Re: [ADMIN] Shutdown Order with Primary/Standby?

От
Scott Marlowe
Дата:
On Fri, Aug 11, 2017 at 8:10 AM, Don Seiler <don@seiler.us> wrote:
> On Thu, Aug 10, 2017 at 1:13 PM, Scott Marlowe <scott.marlowe@gmail.com>
> wrote:
>>
>> Set keep wal segments to something largish (1000 or so) well before
>> the upgrade etc. Make sure the volume holding pg_xlog can hold
>> 1000*16MB of data. This ensures the streaming replicant can catch up
>> if some stuff happens before it's back up.
>
>
> If we have both primary and standby down at the same time, would this really
> still be necessary? FWIW right now ours is set to keep 128.

It's nice in case the replica hangs or acts up, you won't have to
resubscribe it should it run through the first 128 wal segments etc.

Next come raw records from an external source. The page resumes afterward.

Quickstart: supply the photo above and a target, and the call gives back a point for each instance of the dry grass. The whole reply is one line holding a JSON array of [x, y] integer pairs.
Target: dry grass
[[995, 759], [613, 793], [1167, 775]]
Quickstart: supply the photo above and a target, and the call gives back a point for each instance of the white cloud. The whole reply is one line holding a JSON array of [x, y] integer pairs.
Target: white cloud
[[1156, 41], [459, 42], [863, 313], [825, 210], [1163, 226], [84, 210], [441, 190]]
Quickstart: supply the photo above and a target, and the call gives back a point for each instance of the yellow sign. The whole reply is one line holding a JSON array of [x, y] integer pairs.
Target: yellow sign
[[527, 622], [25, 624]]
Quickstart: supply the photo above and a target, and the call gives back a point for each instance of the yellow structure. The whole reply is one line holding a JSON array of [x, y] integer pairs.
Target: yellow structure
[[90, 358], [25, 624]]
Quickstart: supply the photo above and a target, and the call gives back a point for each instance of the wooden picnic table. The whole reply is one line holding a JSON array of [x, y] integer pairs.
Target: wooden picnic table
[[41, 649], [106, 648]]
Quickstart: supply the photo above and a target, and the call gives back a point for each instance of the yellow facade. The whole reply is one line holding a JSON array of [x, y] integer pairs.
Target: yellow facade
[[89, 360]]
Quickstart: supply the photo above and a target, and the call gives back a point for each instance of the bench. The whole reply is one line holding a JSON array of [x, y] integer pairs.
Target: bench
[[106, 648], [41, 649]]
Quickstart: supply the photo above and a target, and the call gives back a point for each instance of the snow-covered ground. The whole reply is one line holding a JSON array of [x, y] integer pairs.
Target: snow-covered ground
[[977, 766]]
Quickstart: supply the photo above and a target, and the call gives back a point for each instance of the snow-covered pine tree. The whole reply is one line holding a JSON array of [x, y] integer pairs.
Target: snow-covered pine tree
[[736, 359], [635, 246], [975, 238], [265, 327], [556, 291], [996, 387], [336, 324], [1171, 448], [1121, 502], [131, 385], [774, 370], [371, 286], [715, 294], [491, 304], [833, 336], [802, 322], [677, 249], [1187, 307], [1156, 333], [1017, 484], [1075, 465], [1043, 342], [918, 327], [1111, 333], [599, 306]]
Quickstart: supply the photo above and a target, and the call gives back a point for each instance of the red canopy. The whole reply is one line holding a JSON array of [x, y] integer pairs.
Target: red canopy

> Also, going back to my original question. Once both are down, is it best
> practice to perform patching/upgrades on the standby first (starting
> furthest downstream if cascading)? e.g. patch/upgrade the standby (via
> standard CentOS7 yum from the repo), then start the standby DB and verify
> nothing has broken, then do the same to the upstream or primary?

Lots of ways to do this. One way is to make a replicant, remove it
from the cluster and fail it over and then upgrade it and test the
crap out of it distinctly from production. Load test, proper behavior
testing, and so on.

If you're doing minor upgrades, you don't need to bring down the whole
cluster, you can take a single replica out and upgrade pg on it, then
put it back in the cluster. Again, if you have enough kept wal
segments, or you use replication slots, then it will just catch right
up.


Re: [ADMIN] Shutdown Order with Primary/Standby?

От
Don Seiler
Дата:
On Fri, Aug 11, 2017 at 11:07 AM, Scott Marlowe <scott.marlowe@gmail.com> wrote:
If you're doing minor upgrades, you don't need to bring down the whole
cluster, you can take a single replica out and upgrade pg on it, then
put it back in the cluster. Again, if you have enough kept wal
segments, or you use replication slots, then it will just catch right
up.

What do you mean by "take it out of the cluster" and "put it back in the cluster"? Shut it down and rename the recovery.conf? Or more complexity than that? Why would that be needed at all?

--
Don Seiler
www.seiler.us

Re: [ADMIN] Shutdown Order with Primary/Standby?

От
Scott Marlowe
Дата:
On Fri, Aug 11, 2017 at 2:20 PM, Don Seiler <don@seiler.us> wrote:
> On Fri, Aug 11, 2017 at 11:07 AM, Scott Marlowe <scott.marlowe@gmail.com>
> wrote:
>>
>> If you're doing minor upgrades, you don't need to bring down the whole
>> cluster, you can take a single replica out and upgrade pg on it, then
>> put it back in the cluster. Again, if you have enough kept wal
>> segments, or you use replication slots, then it will just catch right
>> up.
>
>
> What do you mean by "take it out of the cluster" and "put it back in the
> cluster"? Shut it down and rename the recovery.conf? Or more complexity than
> that? Why would that be needed at all?

Yeah, basically touch the the file defined to make it fail over so it
becomes its own master.

Then test upgrade it and test the crap out of it separate from
production. If all works fine, then resubscribe it and now you know
your upgrades in production should work.